Due south of Robbers Roost Canyon above the canyon rim there is knoll on which stands our snowman. He is there at the end of the road, the end of the line, contemplating the silliness od his existence. He doesn’t know better and neither did the two people that built him. He is facing northeasterly into the wilderness that Butch Cassidy and his band of robbers only knew, only a few years ago. Now it is known by outdoor enthusiasts.
Arriving at the end of Dead End Road is like arriving at one of the most ethereal places I’ve found in the desert. It was a combination of little side roads that took us there and by no guessing and no direction at all we came up and found ourselves starring down into the beautiful rocky canyons of Robbers Roost. In all my desert travels I have never ended up where I wanted to be by accident. But there’s a snowman there now. Just a snowman.
Our snowman represents the simpler things in life. In total we drove 500 miles to build a snowman on the edge of nowhere. There wasn’t anything else we could do there but build a snowman. We couldn’t even stay very long because of the continual snow. There are these moments in life: all tied up in the world of technology and progress and the peaceful moments when nothing really matters, only living.

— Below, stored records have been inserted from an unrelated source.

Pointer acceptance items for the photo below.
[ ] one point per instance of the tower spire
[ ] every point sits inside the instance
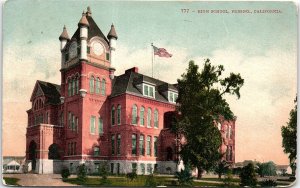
(89, 12)
(83, 21)
(64, 35)
(112, 33)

Down at the end of Dead End Road, we lived like people and not gears in the machine. Is there anything more important than living as a person whose thoughts are his own, or her own, and not purchased by the hour by some “entrepreneur” as it were?
I’ve had a continual argument festering in my mind that has something to do with what Karl Marx talked about: Men become part of the machine of society, partly to survive, and then, slowly, the man is stripped from him. By the time this happens he is only concerned with surviving with what can be purchased with payment received from his labor. He survives to work among the cogs and gearing. He is a slave to the machine.
And Thoreau, what about that man is important? I mean, living on the edge of a pond wasting away in a the pages of his own work? Well, have you ever enjoyed a cup of tea on the crisp morning air at the edge of a pond knowing that you fully own your life and that you report to no one for livelihood? Think about that. Think about building a snowman in the middle of the desert and all the while you have no one to report to. Just think about climbing a mountain and knowing that once the summit is reached you don’t have to hurry down to join the rest of the world.
Traveling down the trail without a name is part of that ideal. Find yourself and break loose from the perpetual habit of submission. Be full of life and live something better. You don’t have to quit your job but save the most important part of yourself for you and those moments.